Chilliwack, BC, Canada
Saturday June 14, 2025
Mixed Responsibilities
This show was, from what I heard, notoriously difficult to staff, I ended up spending the first half of the day supporting the retail booth as a result of this. Notably this isn't the first time I've worked retail with Face to Face, I also took on this role in Saskatoon, but unfortunately as I was on it all day, I didn't feel like there was enough material to really fill out a full tournament report. Which is why you didn't see a report that for that event. The Face to Face system is interesting because to sell a card, you have to first search the card on the point of sale system, and then add it to the order. The system then adds tax and you need to then enter the payment method, notably inputting "cash" transactions or "store credit" as your payment method will cause the POS to take the tax back off. If the player is using a credit voucher, you need to select "coupons" in the system and apply the total voucher amount. Then the next screen will show you how much it actually used (since the first amount included tax, but using a voucher means the customer doesn't need to pay tax) and you need to use a calculator external to the POS to subtract the total amount used from the total amount on the voucher. Once you have the remaining voucher amount, you write it on the back of the voucher, cross out the total on the front and return the slip and cards to the player. If players don't want to deal with this, they can just convert their vouchers to store credit. If this sounds like a giant pain, it is! Each transaction takes 25% longer than it should take due to all the tomfoolery. Everything needs to be run through the system because the inventory used for the one-day shows is the same as the inventory on the website, and so to avoid a horrible and error-prone counting activity after the show, they do this.

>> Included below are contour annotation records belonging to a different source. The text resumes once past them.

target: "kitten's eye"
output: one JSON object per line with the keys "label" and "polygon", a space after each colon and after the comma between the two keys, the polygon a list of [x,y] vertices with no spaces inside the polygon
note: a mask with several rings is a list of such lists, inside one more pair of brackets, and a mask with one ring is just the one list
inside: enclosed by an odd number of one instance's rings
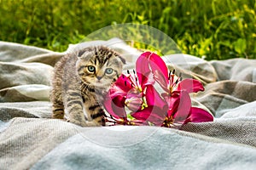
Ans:
{"label": "kitten's eye", "polygon": [[108,68],[108,69],[106,69],[105,72],[106,72],[106,74],[112,74],[113,73],[113,69]]}
{"label": "kitten's eye", "polygon": [[87,70],[88,70],[90,72],[95,72],[95,71],[96,71],[95,66],[92,66],[92,65],[87,66]]}

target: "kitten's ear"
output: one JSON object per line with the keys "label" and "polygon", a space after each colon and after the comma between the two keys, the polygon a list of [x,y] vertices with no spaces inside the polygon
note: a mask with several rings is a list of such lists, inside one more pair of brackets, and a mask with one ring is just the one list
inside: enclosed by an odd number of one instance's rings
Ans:
{"label": "kitten's ear", "polygon": [[82,49],[82,50],[79,50],[77,54],[77,56],[79,58],[81,57],[84,53],[86,52],[86,50],[84,49]]}
{"label": "kitten's ear", "polygon": [[119,58],[121,60],[123,64],[126,64],[125,60],[122,56],[119,55]]}

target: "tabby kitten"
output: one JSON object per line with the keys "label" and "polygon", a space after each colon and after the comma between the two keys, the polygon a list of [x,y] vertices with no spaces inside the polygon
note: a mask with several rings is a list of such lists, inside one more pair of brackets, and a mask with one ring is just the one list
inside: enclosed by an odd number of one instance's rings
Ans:
{"label": "tabby kitten", "polygon": [[53,118],[80,125],[104,125],[103,94],[122,72],[125,60],[113,50],[90,47],[65,55],[55,66]]}

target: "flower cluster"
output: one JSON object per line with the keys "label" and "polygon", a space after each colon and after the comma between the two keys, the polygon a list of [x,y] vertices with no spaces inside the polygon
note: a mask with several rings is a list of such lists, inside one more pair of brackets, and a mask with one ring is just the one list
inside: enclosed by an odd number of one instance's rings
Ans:
{"label": "flower cluster", "polygon": [[191,106],[190,93],[203,91],[202,84],[183,80],[168,71],[163,60],[151,52],[141,54],[136,71],[122,74],[111,87],[103,105],[108,123],[172,127],[213,121],[207,110]]}

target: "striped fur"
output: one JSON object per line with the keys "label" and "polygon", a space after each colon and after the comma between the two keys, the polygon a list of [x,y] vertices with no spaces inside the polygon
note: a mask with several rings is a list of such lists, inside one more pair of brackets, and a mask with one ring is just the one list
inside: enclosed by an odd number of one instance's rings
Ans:
{"label": "striped fur", "polygon": [[90,47],[65,55],[52,81],[52,117],[85,126],[104,125],[103,94],[121,74],[124,59],[108,48]]}

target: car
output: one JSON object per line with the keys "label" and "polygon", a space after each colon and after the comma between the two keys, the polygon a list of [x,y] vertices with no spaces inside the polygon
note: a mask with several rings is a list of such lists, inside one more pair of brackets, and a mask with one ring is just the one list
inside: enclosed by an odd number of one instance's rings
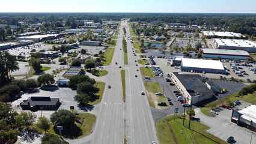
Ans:
{"label": "car", "polygon": [[235,100],[235,101],[234,101],[234,103],[236,103],[236,104],[242,104],[241,101],[240,101],[239,100]]}
{"label": "car", "polygon": [[228,143],[233,143],[233,142],[234,142],[234,137],[233,137],[233,136],[230,136],[227,139],[227,142],[228,142]]}
{"label": "car", "polygon": [[146,79],[150,79],[150,77],[148,77],[148,76],[145,76],[145,77],[144,77],[144,78]]}
{"label": "car", "polygon": [[190,105],[189,103],[182,103],[181,106],[183,106],[183,107],[190,107],[191,106],[191,105]]}
{"label": "car", "polygon": [[218,113],[216,110],[211,110],[210,112],[211,113],[213,113],[213,114],[216,115],[219,115],[219,113]]}
{"label": "car", "polygon": [[151,143],[152,144],[157,144],[157,143],[156,143],[156,141],[152,141]]}
{"label": "car", "polygon": [[159,102],[158,103],[157,105],[159,106],[167,106],[166,103],[165,103],[165,102]]}

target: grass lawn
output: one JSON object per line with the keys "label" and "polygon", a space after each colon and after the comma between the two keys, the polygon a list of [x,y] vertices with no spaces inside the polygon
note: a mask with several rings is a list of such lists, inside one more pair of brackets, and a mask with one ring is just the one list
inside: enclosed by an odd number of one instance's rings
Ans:
{"label": "grass lawn", "polygon": [[222,98],[221,100],[216,100],[209,104],[207,104],[204,107],[201,107],[201,111],[205,115],[213,116],[214,115],[210,113],[210,110],[212,109],[216,109],[221,106],[222,104],[227,104],[228,101],[231,102],[240,100],[248,103],[252,103],[252,104],[256,104],[256,91],[252,94],[248,94],[247,95],[243,95],[243,97],[239,97],[239,92],[234,93],[230,96]]}
{"label": "grass lawn", "polygon": [[175,117],[174,121],[173,115],[166,116],[156,121],[155,127],[159,143],[227,143],[207,133],[206,130],[209,128],[197,121],[191,121],[190,129],[189,129],[188,117],[186,118],[184,125],[183,127],[182,119]]}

The other thing about the retail booth at one-day shows is that it's connected to the prize wall, and so it's also where people pick up commander packages, which I helped with.This was a fairly easy process of searching their order number in the system and marking it off "received" when I gave them the package.
A Demand for On-Demands
The next thing I did was ODEs. The ODE system is also a little awkward. We have players sign up for events and tell them to wait in a designated location until their event fills up. We don't use buzzers at the smaller shows because often the room simply isn't large enough to merit it, one good yell will locate any players you're missing. Buzzers are also irrelevant when commander pods are constantly launching. When the pod fills up, we find an empty spot in the ODE area, and put the pod there. We give everyone 50 tickets and put 50 in the middle for the winner (for regular commander pods, for the cEDH pods it's 400 in the middle). Then we have all the players enter the companion code into their apps for WotC tracking purposes. It was a bit of a pain because many players didn't have the companion app, because realistically, most commander players will never need to interface with it. Because this was quite time consuming, oftentimes I just left the sheet on the table for the players to enter it while I launched more pods, then collected it later, we didn't need the sheets for anything at the end of the show, so if it went missing it wasn't a big deal. In the future I think we'll have QR codes for the companion app right on the sign up sheets. I'm not entirely sure what a good system for room management is. Kefka was great, but the scale of these events is so much smaller that something similar would feel a little unnecessary. For drafts the process was similar except the bracket stays with the players, at the end the two finalists take the bracket up to the prize wall to get their prizes.
Vincent's Rules Break
Vincent's Limit Break is a very difficult card to read. First, does the power and toughness modification wear off at the end of the turn? Yes. When the creature returns to the battlefield will it have the power and toughness modification? No. This card reminds me a lot of Hold for Ransom. It just has a lot of words and is syntactically very difficult to parse.
...In Conclusion
Overall I basically did logistics all day and answered very few rules questions. I don't mind logistics when it's busy but I am finding it's a bit of a burnout skill for me. I think I have about one day in me of "all logistics no thinking" per event, otherwise I start to go crazy. Still I'm glad to do different stuff every once in a while, having the odd event that has almost no pressure or difficult decisions can be kind of a palate cleanser.